If you are looking for a little more guidance in what to do or not do on your new plant-based diets, here are a few do’s and don’ts to keep in mind.
Do: Start By Adding More Whole Foods to Your Diet
One thing that is great to do when you are starting a plant-based diet is to begin adding more whole foods to your diet. This is a really easy first step that doesn’t change your current diet too much, but helps you understand what your new plant-based diet is going to be like.
Start slow by making sure you have fruits and vegetables with every meal, or nuts, seeds, beans, or grains if you prefer.
Don’t: Try to Be a Perfectionist
When you try to be perfect from the very first day of being plant-based, you tend to get stressed out because it can be an extreme lifestyle change. This is where so many people go wrong not just with plant-based, but any new diet. Get away from the idea that you have to go all in and be completely perfect.
Take slow, steady steps and focus on your long-term results, not changing overnight.
Do: Focus on Healthy Lifestyle Changes
Just like with any other diet, you want this to be more of a long-term lifestyle change, and not a quick fix. Why have you decided on a plant-based diet?
This can help you figure out what steps to take in order to change your lifestyle, not just what you eat. Maybe that means adding in regular exercise, going to the farmer’s market every weekend, or cooking at home more.
Don’t: Make Weight Loss Your Top Priority
While many people do lose weight on a plant-based diet, you don’t want this to be your main focus or the only benefit you are hoping to get from it. Even if your goal is to lose weight, put that to the side for now.
First, you want to get used to the plant-based diet and changes that reduce processed foods and animal products. Once you are accustomed to this way of eating, you can then look at your calories and portions, and make adjustments to help lose some weight.

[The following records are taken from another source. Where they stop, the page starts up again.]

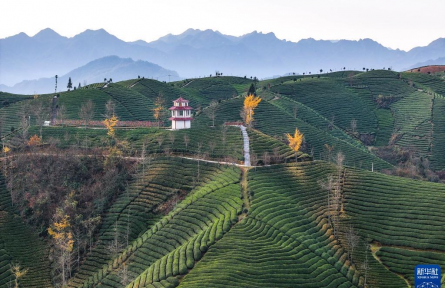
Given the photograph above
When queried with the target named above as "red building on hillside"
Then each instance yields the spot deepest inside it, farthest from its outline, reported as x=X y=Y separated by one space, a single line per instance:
x=181 y=114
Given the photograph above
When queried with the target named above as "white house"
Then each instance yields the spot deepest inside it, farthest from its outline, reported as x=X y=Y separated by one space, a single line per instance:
x=181 y=114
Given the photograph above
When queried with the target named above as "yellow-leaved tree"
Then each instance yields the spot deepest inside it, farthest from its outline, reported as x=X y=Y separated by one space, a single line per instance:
x=34 y=141
x=110 y=123
x=295 y=141
x=250 y=103
x=6 y=149
x=18 y=273
x=60 y=231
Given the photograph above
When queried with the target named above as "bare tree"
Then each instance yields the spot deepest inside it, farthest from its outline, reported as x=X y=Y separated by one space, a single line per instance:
x=91 y=225
x=353 y=125
x=339 y=159
x=352 y=239
x=86 y=112
x=61 y=114
x=40 y=112
x=211 y=110
x=328 y=185
x=365 y=265
x=253 y=159
x=115 y=246
x=295 y=110
x=333 y=190
x=24 y=125
x=124 y=275
x=266 y=158
x=224 y=137
x=331 y=123
x=199 y=148
x=160 y=140
x=276 y=155
x=110 y=108
x=212 y=146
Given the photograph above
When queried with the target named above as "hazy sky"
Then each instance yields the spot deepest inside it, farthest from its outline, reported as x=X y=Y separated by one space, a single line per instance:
x=394 y=23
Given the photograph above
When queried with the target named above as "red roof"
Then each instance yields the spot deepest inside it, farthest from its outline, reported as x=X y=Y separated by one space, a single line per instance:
x=180 y=108
x=180 y=118
x=181 y=100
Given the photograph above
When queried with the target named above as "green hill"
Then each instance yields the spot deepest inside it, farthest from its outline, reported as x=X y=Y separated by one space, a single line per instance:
x=193 y=215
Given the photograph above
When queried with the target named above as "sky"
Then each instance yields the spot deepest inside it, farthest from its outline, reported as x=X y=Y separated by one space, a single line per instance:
x=393 y=23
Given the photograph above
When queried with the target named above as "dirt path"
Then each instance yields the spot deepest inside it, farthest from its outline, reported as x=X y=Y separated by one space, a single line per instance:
x=246 y=144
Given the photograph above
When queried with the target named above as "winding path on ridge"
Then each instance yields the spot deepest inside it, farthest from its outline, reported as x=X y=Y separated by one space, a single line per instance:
x=246 y=144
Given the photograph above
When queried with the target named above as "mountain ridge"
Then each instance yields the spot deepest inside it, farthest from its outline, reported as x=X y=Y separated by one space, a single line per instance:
x=195 y=53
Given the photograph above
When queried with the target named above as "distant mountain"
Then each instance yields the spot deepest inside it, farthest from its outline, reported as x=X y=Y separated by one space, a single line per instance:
x=438 y=61
x=107 y=67
x=47 y=53
x=201 y=52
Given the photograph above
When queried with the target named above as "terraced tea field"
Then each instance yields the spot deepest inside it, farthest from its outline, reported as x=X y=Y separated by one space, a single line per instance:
x=193 y=215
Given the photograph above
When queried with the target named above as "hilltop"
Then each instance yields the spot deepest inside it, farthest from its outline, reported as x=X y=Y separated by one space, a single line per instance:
x=110 y=67
x=195 y=53
x=181 y=208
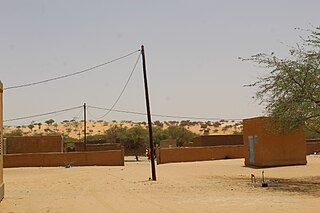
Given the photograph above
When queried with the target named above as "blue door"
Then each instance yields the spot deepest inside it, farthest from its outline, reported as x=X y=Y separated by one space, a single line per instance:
x=251 y=150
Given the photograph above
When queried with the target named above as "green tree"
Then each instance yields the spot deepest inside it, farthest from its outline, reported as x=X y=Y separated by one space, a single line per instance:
x=291 y=91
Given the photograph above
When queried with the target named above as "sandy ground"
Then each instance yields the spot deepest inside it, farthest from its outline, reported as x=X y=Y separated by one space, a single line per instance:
x=212 y=186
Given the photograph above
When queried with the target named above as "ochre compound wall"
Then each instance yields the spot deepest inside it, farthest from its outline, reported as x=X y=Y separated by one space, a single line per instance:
x=189 y=154
x=105 y=158
x=313 y=146
x=269 y=148
x=1 y=145
x=34 y=144
x=79 y=147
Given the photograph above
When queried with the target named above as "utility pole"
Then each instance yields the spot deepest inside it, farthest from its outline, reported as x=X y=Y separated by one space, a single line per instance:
x=153 y=167
x=85 y=126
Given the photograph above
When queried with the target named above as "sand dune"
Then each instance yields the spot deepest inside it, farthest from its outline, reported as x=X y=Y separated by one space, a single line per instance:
x=75 y=129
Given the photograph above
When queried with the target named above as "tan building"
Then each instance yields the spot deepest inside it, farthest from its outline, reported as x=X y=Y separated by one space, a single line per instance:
x=1 y=145
x=264 y=147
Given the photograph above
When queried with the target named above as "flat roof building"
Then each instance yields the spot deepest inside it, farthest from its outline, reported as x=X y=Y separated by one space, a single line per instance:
x=1 y=144
x=264 y=147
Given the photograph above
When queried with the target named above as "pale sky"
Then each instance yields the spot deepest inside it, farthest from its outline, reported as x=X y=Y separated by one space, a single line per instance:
x=192 y=50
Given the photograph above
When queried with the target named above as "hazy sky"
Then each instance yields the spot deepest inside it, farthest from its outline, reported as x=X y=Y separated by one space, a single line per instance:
x=192 y=50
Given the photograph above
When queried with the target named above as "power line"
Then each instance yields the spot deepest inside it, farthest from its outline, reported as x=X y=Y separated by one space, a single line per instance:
x=164 y=116
x=124 y=88
x=43 y=114
x=71 y=74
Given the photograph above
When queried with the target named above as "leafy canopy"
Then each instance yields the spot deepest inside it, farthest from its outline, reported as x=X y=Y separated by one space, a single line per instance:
x=291 y=92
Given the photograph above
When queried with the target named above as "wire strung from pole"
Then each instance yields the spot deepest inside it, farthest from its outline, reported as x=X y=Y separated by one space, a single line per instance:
x=71 y=74
x=164 y=116
x=124 y=88
x=43 y=114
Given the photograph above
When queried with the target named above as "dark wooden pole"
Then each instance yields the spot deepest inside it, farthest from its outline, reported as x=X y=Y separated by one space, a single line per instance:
x=85 y=126
x=153 y=167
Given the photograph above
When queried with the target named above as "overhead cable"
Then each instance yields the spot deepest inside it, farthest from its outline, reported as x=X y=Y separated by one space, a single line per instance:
x=121 y=93
x=43 y=114
x=71 y=74
x=164 y=116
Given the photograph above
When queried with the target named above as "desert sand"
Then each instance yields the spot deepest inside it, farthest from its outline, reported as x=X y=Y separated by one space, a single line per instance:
x=210 y=186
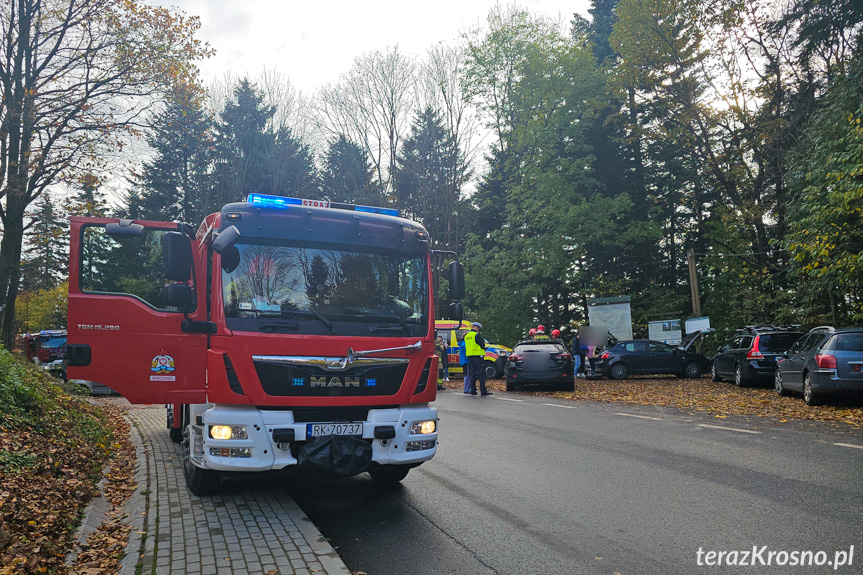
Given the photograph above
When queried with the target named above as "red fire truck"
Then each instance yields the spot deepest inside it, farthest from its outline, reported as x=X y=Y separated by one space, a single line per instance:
x=284 y=332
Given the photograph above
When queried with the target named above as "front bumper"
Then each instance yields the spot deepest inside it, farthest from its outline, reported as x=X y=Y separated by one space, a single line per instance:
x=753 y=369
x=266 y=454
x=826 y=381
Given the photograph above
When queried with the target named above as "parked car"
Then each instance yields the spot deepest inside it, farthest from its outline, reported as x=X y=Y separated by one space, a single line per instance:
x=538 y=362
x=47 y=349
x=452 y=332
x=826 y=360
x=645 y=356
x=750 y=355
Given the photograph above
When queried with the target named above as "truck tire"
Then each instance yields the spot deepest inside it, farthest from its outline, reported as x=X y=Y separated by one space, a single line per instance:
x=175 y=433
x=388 y=475
x=199 y=481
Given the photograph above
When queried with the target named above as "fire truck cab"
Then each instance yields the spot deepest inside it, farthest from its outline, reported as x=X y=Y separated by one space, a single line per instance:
x=283 y=332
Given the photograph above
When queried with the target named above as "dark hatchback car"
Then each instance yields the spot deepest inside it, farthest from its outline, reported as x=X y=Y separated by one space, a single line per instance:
x=540 y=362
x=645 y=356
x=824 y=361
x=751 y=354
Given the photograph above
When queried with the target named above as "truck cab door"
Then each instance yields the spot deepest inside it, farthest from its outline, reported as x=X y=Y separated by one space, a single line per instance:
x=123 y=330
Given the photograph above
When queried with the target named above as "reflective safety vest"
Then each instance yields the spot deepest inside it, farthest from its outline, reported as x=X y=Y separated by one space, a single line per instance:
x=471 y=347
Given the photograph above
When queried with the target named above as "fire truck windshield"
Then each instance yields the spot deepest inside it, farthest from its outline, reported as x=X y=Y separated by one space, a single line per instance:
x=309 y=290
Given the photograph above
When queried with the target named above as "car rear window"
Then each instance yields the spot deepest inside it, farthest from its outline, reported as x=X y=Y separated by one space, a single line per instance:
x=53 y=342
x=849 y=342
x=550 y=347
x=777 y=342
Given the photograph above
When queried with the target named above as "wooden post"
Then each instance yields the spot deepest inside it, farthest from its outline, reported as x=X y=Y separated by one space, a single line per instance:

Do: Eat a Balanced Diet with Foods You Love
Try to choose foods you already enjoy with a plant-based diet, instead of incorporating all new foods you are not familiar with. Sit down and write down all the foods that you already eat and are also plant-based. Maybe you don’t like dairy much, so you always have an almond milk latte, or you like to have sliced strawberries with your morning breakfast.
Incorporate more of the plant-based foods you love, instead of feeling like you’re missing out on what you can’t eat anymore.